We use a beam width of 128 which gives reasonable results. We suggest using a CPU intensive node to carry out the grid search.

python search_lm_params.py --num-workers 16 --saved-output librispeech_val_output.npy --output-path libri_tune_output.json --lm-alpha-from 0 --lm-alpha-to 5 --lm-beta-from 0 --lm-beta-to 3 --lm-path 3-gram.pruned.3e-7.arpa  --model-path librispeech_pretrained_v2.pth --beam-width 128 --lm-workers 16

This will run a grid search across the alpha/beta parameters using a beam width of 128. Use the below script to find the best alpha/beta params:

python select_lm_params.py --input-path libri_tune_output.json

Use the alpha/beta parameters when using the beam decoder.

Building your own LM

To build your own LM you need to use the KenLM repo found here. Have a read of the documentation to get a sense of how to train your own LM. The above steps once trained can be used to find the appropriate parameters.

Alternate Decoders

By default, test.py and transcribe.py use a GreedyDecoder which picks the highest-likelihood output label at each timestep. Repeated and blank symbols are then filtered to give the final output.
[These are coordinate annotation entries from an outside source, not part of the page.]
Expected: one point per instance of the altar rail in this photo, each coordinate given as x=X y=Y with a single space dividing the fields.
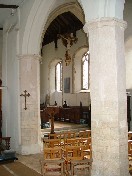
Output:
x=72 y=114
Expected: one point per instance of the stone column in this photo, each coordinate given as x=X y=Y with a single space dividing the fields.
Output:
x=29 y=71
x=108 y=97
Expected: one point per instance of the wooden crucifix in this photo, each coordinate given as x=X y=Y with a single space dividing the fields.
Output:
x=25 y=95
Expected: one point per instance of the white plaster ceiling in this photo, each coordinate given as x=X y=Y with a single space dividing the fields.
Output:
x=6 y=12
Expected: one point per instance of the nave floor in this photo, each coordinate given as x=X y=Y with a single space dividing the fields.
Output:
x=33 y=161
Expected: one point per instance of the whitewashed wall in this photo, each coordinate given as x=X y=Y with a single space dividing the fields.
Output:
x=128 y=48
x=49 y=54
x=1 y=45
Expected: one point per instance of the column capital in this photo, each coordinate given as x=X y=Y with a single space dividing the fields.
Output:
x=105 y=21
x=30 y=56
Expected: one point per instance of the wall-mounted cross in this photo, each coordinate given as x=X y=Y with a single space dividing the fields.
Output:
x=25 y=95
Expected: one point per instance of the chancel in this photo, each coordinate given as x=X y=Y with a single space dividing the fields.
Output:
x=66 y=67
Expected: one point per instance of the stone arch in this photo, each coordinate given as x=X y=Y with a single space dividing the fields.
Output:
x=76 y=60
x=33 y=36
x=51 y=74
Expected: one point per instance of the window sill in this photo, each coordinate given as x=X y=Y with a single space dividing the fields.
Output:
x=85 y=91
A beam search decoder can optionally be used with the installation of the ctcdecode library as described in the Installation section. The test and transcribe scripts have a lm config. To use the beam decoder, add lm.decoder_type=beam. The beam decoder enables additional decoding parameters:

  • lm.beam_width how many beams to consider at each timestep
  • lm.lm_path optional binary KenLM language model to use for decoding
  • lm.alpha weight for language model
  • lm.beta bonus weight for words

Time offsets

Use the offsets=true flag to get positional information of each character in the transcription when using transcribe.py script. The offsets are based on the size of the output tensor, which you need to convert into a format required. For example, based on default parameters you could multiply the offsets by a scalar (duration of file in seconds / size of output) to get the offsets in seconds.

Pre-trained models

Pre-trained models can be found under releases here.

Acknowledgements

Thanks to Egor and Ryan for their contributions!